На хирургии было не так интересно. Может, из-за того, что пока они ничего интересного и не проходили. Светлана Геннадьевна оказалась той самой прилизанной блондинкой с хриплым голосом, которая указала ей дорогу в приемную комиссию. Когда они впервые пришли на хирургию (занятия шли в корпусе клиники), она первым делом отчитала всех за мятые халаты. Такого студенты не ожидали.

— На мои занятия вы должны приходить в идеально чистых, белых и выглаженных халатах по размеру. У каждого должна быть нашита бирка с фамилией и номером группы, обязательно — шапочка и перчатки… — Светлана Геннадьевна говорила тихо и быстро, холодным взглядом окидывая переминающихся с ноги на ногу второкурсников. — Если мои требования не будут выполнены, то в журнале появится двойка, а студент прямо с занятия пойдет домой — гладить и стирать форму.

— Но ведь первые занятия мы все равно будем только писать… — заикнулся Мишка, но хирургичка сузила зеленые глаза под выщипанными в ниточку бровями и повысила голос:

— За пререкания буду выгонять с пары вне зависимости от степени выглаженности халата. Ваша фамилия?

— Великанов… — растерянно пробормотал Мишка.

— Я вас запомнила, — бесцветным тоном сообщила Светлана Геннадьевна. — Теперь садитесь.

Зачитывая с кафедры список фамилий, она каждый раз поднимала голову и несколько секунд вглядывалась в лицо студента, запоминая. Когда очередь дошла до Нади, хирургичка уставилась на нее, словно не веря своим глазам.

— Савельева?

— Савельева, — вежливо согласилась Надя, но Катя услышала в ее голосе ехидную усмешку.

— Ладно… — Светлана Геннадьевна опустила голову, сверяясь с записями. Кате показалось, что она старается справиться со своими чувствами. — Хорошилова!
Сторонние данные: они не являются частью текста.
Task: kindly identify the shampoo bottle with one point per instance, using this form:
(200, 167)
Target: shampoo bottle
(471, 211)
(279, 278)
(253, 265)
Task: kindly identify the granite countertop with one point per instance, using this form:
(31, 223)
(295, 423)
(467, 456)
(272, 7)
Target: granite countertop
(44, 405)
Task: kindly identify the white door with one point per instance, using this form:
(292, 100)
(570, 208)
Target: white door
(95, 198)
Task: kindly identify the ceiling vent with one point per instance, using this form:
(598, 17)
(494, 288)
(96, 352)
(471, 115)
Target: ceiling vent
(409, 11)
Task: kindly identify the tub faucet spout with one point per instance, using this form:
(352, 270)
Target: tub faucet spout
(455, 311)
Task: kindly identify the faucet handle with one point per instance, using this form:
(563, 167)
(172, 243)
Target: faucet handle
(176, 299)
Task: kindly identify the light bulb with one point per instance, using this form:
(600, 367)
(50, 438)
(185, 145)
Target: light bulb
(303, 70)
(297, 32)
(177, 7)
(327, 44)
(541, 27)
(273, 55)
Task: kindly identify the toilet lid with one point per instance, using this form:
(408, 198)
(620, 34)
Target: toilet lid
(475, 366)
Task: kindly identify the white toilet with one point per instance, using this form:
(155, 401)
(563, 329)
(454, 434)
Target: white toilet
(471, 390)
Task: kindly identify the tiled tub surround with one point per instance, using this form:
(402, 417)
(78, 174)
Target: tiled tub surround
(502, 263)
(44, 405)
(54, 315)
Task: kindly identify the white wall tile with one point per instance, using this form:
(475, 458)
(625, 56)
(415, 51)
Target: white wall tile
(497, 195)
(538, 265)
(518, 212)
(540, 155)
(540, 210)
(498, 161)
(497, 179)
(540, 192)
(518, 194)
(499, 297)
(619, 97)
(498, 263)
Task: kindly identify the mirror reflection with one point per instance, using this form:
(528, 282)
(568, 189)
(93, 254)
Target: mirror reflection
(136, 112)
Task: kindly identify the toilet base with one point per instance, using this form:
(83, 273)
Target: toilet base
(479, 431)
— Здесь! — пискнули из-за Катиной спины.

Светлана Геннадьевна подняла глаза от журнала. Катя на секунду вообразила, что она сейчас скажет что-нибудь эдакое, например ласково назовет ее Леночкой, как Елена Алексеевна в день заселения. Но ничего такого не произошло.

— Чернова!

— Я!

* * *

— Слушай, Надь, а что у вас случилось со Светланой Геннадьевной? — решилась спросить Катя, когда они с Викой и Надей в очередной раз вместе шли из клиники в общежитие.

С того занятия прошло немало времени. Стоял конец октября, листья пожелтели и опали, трава пожухла, а пыль под ногами превратилась в жидкую хлюпающую грязь. Студентки сменили босоножки и туфли на резиновые сапоги. Свои Катя купила в городе — пригодились в коровнике, где, как и предупреждала Леночка, они проводили по несколько часов в неделю. Каждый день двое студентов по списку должны были дежурить в клинике. В худшем случае им выпадало чистить коровник, в лучшем — кормить животных, но, так или иначе, домой они возвращались с ноющей спиной и дрожащими руками. Сегодня была очередь Вики и Нади, а Катя пошла просто за компанию, заскучав одна в комнате.